Von: DrWatson | Datum: 07.11.2003 | #2
Da haben sich Äpfel und Birnen vermischt - ist korrigiert.

Hoppala

Von: flo (MacGuardians) | Datum: 07.11.2003 | #3
mea culpa. Ich hab's grad korrigiert. Das waren zuviele Zahlen an einem Morgen :)

@Marcus/@flo

Von: Paso (fscklog) | Datum: 07.11.2003 | #4
Hinzu kommt, dass es sich bei den 36% nicht um die Steigerung des Marktanteils handelt, sondern rein um das Marktwachstum im Vergleich zum Vorjahresquartal.

D.h. Wenn Apple im Vorjahresquartal 100.000 Rechner in UK verkauft hat, dann waren es dieses Quartal 136.000 Rechner, was über den Marktanteil erstmal gar nichts aussagt.

Und so sind auch die 17,4% der gesamten Branche eben Marktwachstum und das rein vom Vorquartal aufs aktuelle.

Die Zahlen kann man gut einzeln angeben, aber im Zusammenhang sind sie nicht sonderlich sinnvoll.

So viel zum Thema Appel mit Birnen vergleichen und so... ;)

--
Read fscklog
[Link]

jetzt aber.

Von: flo (MacGuardians) | Datum: 07.11.2003 | #5
Danke paso, jetzt hat sogar mein Gehirn auf Coffein-Entzug (ich werde das gleich mal ändern) die Zahlen und Wörter in eine sinnvolle Reihenfolge gebracht.

Oder?

Oder doch nicht?

Von: flo (MacGuardians) | Datum: 07.11.2003 | #6
Die 17,4% beziehen sich wohl nur auf das Wachstum im Vergleich zum letzten Quartal?
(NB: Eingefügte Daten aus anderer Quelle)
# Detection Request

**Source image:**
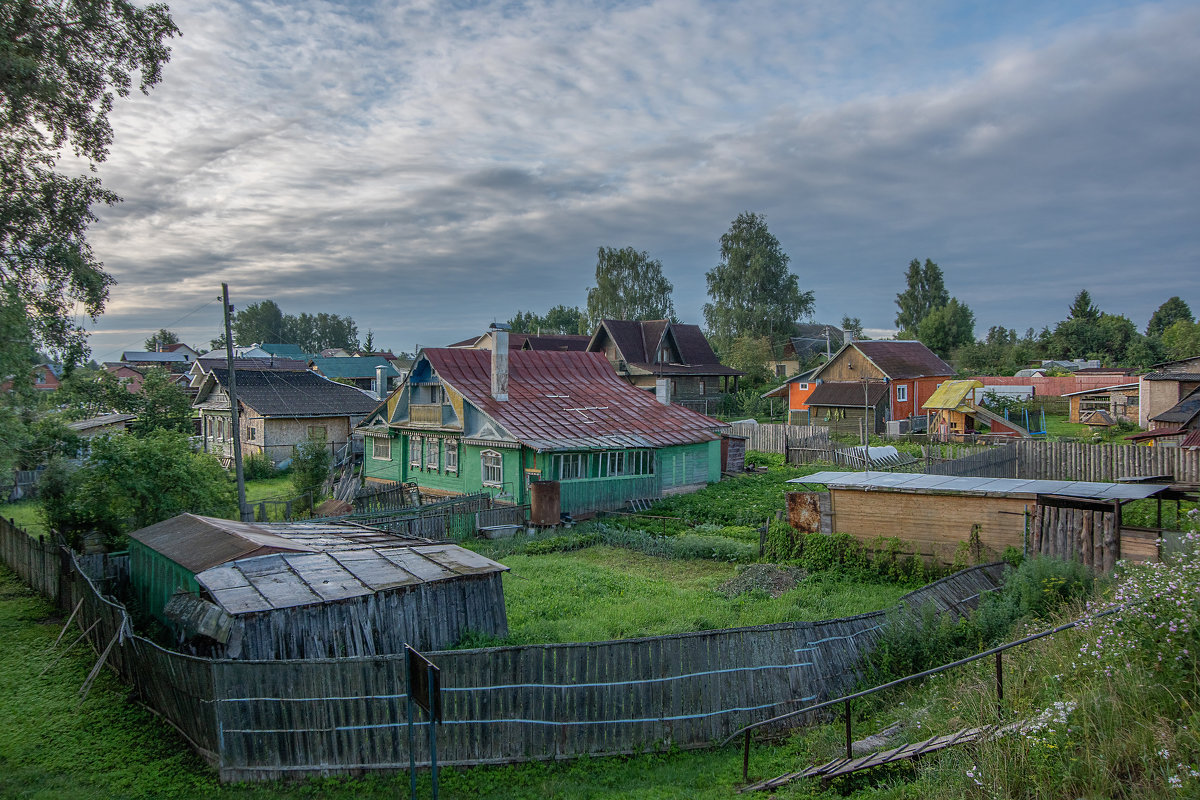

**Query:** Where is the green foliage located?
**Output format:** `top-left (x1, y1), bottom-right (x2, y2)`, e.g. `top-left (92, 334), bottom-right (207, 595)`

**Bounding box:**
top-left (704, 211), bottom-right (812, 353)
top-left (509, 306), bottom-right (588, 335)
top-left (0, 0), bottom-right (179, 363)
top-left (766, 522), bottom-right (948, 588)
top-left (142, 327), bottom-right (179, 353)
top-left (721, 336), bottom-right (774, 388)
top-left (132, 367), bottom-right (193, 435)
top-left (866, 557), bottom-right (1093, 685)
top-left (41, 431), bottom-right (238, 545)
top-left (1146, 297), bottom-right (1195, 336)
top-left (588, 247), bottom-right (674, 326)
top-left (229, 300), bottom-right (359, 353)
top-left (896, 258), bottom-right (950, 331)
top-left (1163, 319), bottom-right (1200, 359)
top-left (1067, 289), bottom-right (1100, 323)
top-left (917, 297), bottom-right (974, 357)
top-left (955, 325), bottom-right (1046, 375)
top-left (241, 451), bottom-right (276, 481)
top-left (292, 437), bottom-right (334, 503)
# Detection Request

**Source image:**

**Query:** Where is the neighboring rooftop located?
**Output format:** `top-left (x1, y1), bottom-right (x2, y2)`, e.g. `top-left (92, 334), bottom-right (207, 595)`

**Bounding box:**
top-left (196, 366), bottom-right (379, 417)
top-left (788, 471), bottom-right (1170, 500)
top-left (418, 348), bottom-right (726, 451)
top-left (846, 339), bottom-right (954, 380)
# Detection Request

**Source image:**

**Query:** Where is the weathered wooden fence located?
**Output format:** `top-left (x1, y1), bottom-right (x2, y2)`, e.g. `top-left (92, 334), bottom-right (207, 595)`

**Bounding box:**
top-left (0, 513), bottom-right (1002, 781)
top-left (1014, 441), bottom-right (1200, 483)
top-left (730, 422), bottom-right (830, 453)
top-left (924, 439), bottom-right (1200, 483)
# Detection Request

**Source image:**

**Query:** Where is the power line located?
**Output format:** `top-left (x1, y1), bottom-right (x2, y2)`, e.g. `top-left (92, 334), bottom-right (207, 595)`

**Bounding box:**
top-left (90, 297), bottom-right (221, 361)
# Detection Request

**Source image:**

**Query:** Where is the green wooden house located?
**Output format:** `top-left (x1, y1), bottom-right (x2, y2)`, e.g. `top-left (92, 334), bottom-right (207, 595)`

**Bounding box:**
top-left (359, 331), bottom-right (725, 513)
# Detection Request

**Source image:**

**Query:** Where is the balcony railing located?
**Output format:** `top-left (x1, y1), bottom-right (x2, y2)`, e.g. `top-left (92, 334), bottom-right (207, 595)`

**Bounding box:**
top-left (408, 403), bottom-right (442, 426)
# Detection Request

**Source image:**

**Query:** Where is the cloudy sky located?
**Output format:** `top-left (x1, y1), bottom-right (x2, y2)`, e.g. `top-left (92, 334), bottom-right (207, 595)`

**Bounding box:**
top-left (79, 0), bottom-right (1200, 360)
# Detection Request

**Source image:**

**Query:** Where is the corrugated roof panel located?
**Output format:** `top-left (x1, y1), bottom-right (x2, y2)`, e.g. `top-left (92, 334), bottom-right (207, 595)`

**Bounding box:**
top-left (788, 471), bottom-right (1169, 500)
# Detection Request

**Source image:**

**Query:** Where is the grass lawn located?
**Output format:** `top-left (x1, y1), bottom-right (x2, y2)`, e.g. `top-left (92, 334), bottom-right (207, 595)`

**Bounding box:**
top-left (503, 547), bottom-right (907, 644)
top-left (0, 567), bottom-right (794, 800)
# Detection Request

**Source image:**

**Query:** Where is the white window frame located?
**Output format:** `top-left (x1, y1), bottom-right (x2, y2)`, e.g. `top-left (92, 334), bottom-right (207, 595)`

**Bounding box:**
top-left (479, 450), bottom-right (504, 487)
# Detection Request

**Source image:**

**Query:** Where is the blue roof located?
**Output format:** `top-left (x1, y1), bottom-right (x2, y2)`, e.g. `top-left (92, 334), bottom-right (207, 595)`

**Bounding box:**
top-left (788, 471), bottom-right (1170, 500)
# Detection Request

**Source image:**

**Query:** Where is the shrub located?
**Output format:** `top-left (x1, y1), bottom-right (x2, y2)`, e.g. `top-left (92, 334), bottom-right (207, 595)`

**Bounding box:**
top-left (292, 437), bottom-right (334, 501)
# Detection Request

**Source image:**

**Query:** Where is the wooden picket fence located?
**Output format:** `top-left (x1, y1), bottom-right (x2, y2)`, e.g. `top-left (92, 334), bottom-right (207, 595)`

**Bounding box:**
top-left (0, 513), bottom-right (1002, 781)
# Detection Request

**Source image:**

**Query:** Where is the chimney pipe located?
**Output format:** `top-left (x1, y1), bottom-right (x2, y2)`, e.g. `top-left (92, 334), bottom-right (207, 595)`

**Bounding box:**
top-left (654, 378), bottom-right (671, 405)
top-left (490, 323), bottom-right (509, 403)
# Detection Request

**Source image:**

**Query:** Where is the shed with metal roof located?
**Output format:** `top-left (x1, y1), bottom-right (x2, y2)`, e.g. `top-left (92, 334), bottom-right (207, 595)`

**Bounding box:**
top-left (790, 471), bottom-right (1189, 570)
top-left (130, 515), bottom-right (508, 658)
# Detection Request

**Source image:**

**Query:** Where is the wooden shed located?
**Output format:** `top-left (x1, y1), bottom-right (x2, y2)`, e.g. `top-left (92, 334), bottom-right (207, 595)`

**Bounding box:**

Also das im Zusammenhang zu nennen ist ja wirklich Bockmist.

Oder werde ich jetzt dusselig?

Schluss mit den Zahlen

Von: flo (MacGuardians) | Datum: 07.11.2003 | #7
Ich belasse es jetzt bei 36% Verkaufszuwachs. Alles andere ist mir heut zu hoch ;)

THANK GOD IT'S FRIDAY :)

Kleine Zahlen

Von: Christian | Datum: 07.11.2003 | #8
Das Problem bei den "Erfolgszahlen" ist, dass es sich um das "Problem der kleinen Zahlen" handelt.

Beispiel: die Firma "Birne" verkauft im Quartal I genau 1 Computer. Im Quartal II verkauft sie dann die "immense" Menge von 10 Computern. Ist natürlich eigentlich lächerlich - aber eine wahnsinnige Steigerung um 1000%!

Nunja...

Von: flo (MacGuardians) | Datum: 07.11.2003 | #9
Wenn aber die nette Firma "Birne" von dem einen verkauften Computer eigentlich schon leben konnte, kann es mit 10 Computern in Saus und Braus leben. Und wenn die andere Firma "Teufel" vorher 100 und danach 102 Rechner verkauft, dann ist das zwar mehr als Birne (jemals) schafft, aber Birne darf sich als "Sieger" fühlen, weil sie sich viel mehr verbessert haben.